Yine aynı alaycı ifade yüzüne yerleştirdiğinde mavi gözleri hain bir ışıkla parladı. "Sevgili yeğenime ve sana, küçüğüm..."deyip durdu. Bir çırpıda beni baştan aşağı süzmüştü. "Unutulmayacak bir evlilik hediyesi vermek istedim. Ah, ama biraz erken gelmişiz. Daha nikâhınız bile kıyılamadan."

Benimle böyle umarsızca alay etmesine dayanamıyordum.

İçimde patlayan öfkeyle ona doğru koşup yakasına yapıştım. "Allahın manyağı! Senden nefret ediyorum! Rahat bırak bizi anladın mı! Rahat bırak! Artık düşmanlık etmekten vazgeç!"

Güçlü elleri kollarımı kavradığında bir bakışıyla geriden gelen adamlarını durdurmuştu. Sonra beni tutup yüzüne dahada yaklaştırdığında ondan uzaklaşmaya çalıştım.
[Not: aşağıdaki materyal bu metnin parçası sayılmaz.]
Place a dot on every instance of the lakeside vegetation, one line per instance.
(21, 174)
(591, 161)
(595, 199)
Ama karşı koyamıyordum bile.

"Bu artık düşmanlık meselesi değil. Eğer öyle olsaydı bu savaşı çoktan kazanmış olurdum."

"Ne o zaman? Bizden ne istiyorsun!"

"Ölüm. İstediğim ölüm. Ama öyle güzelsin ki küçüğüm."dedi yavaşça. "Seni öldürmeye kıyamam."

Midem bulantıyla yüzümü buruşturup dayanmayıp yüzüne tükürdüm. "Senden tiksiniyorum! Bırak beni! Çek ellerini üzerimden, çek!" Son cümlemi tamamlamama izin vermeden beni kuvvetle geriye doğru iterek bırakmıştı. Sendeleyip belimi beyaz şakayıklarla bezenmiş olan nikâh masasına çarptım. Canımın acısıyla inlemiştim. Üstelik boynumdaki acı bile hâlâ yerli yerinde duruyordu. Bu adam bize ne yapmıştı böyle? Tüm sevdiklerim hâlâ derin bir uykudaydı.